At the 20thannual GLAAACC Education Fund and Foundation Scholarship Reception in June, Hale provided a little help to college-bound high school seniors when he presented a check in the amount of $10,000 from the Hale Foundation.
Since its inception in 2006, The Hale Foundation has donated tens of thousands of dollars to provide a helping hand to low-income families, children and young adults. In addition to providing money for educational scholarship donations, The Hale Foundation has donated to organizations that give assistance to children affected by homelessness and malnutrition. Other beneficiaries of The Hale Foundation include: the United Negro College Fund, the L.A. Southwest College Education Foundation, Inner City Arts, Parents of Watts, St. Jude Children’s Hospital and L.A. Child Guidance Clinic.
Hale’s donation provides scholarships for minority students who exhibit entrepreneurial aspirations in addition to high academic achievement and significant community service contributions. Over the past two decades, GLAAACC’s Ed Fund has awarded 131 students from Washington Preparatory, Crenshaw, Dorsey and Jordan High Schools over $500,000 in college scholarships.
Jeffery Wallace, president and chief executive officer of LeadersUp, a nonprofit organization that provides skills training and job placement for youth was the keynote speaker at the scholarship reception. Wallace thanked GLAAACC for opening doors for the next generation and encouraged the students to take advantage of the opportunities provided by GLAAACC and other African American executives. He urged the students to always strive to meet their full potential. Established in 2013, LeadersUp has placed more than 5,000 young adults in jobs with advancement potential with a 60 percent retention rate.
“You may not always be the smartest person in the room, but you can be the hardest worker in the room,” said Wallace.
This year, ten high school seniors received scholarships ranging from $1,500 to $5,500 and plan to use the funds at colleges and universities in California, Georgia and Florida. Scholarship recipients include Milani White (accepted at UCLA, Hampton University and Howard University), Ruth Akingbemi (California State Polytechnic University, Pomona), Hassan Hughley (Mira Costa College), Alaysia Virgil (California State University, Sacramento), Tierra Davis (California State University, Los Angeles), Elijah Dobson (Florida A&M University), Kory La Flora (University of California, Los Angeles), Nolan Robinson (Morehouse College), Malia Williams (California State University, Dominguez Hills), and Elijah Conorquie (California State University, Dominguez Hills).
Hale envisions the scholarships funded by his foundation to ultimately benefit not only the students, but the entire community.
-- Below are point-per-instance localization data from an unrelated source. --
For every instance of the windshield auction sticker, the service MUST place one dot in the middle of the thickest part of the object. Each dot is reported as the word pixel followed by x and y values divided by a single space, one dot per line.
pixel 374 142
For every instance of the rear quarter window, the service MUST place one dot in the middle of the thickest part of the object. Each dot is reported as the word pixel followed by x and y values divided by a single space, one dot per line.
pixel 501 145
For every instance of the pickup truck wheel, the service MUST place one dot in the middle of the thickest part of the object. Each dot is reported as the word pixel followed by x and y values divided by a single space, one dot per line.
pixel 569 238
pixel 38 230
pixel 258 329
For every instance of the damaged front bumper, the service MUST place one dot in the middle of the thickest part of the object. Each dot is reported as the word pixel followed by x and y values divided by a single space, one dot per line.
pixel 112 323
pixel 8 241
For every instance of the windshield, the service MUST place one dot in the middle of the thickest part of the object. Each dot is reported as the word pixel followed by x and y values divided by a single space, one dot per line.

”I’m trying to make sure that some of the kids that we give this money to understand that everyone needs a helping hand,” Hale said. “When you get to where you think you should be, reach back into your community and help out.”
He hopes his donation will spark a trend among African American businesses and foundations to support the next generation of entrepreneurs by making an investment in their future.
“Business people are looking for the best return on their investment,” said Hale. “Helping kids get through college, that’s the best guaranteed return on investment.”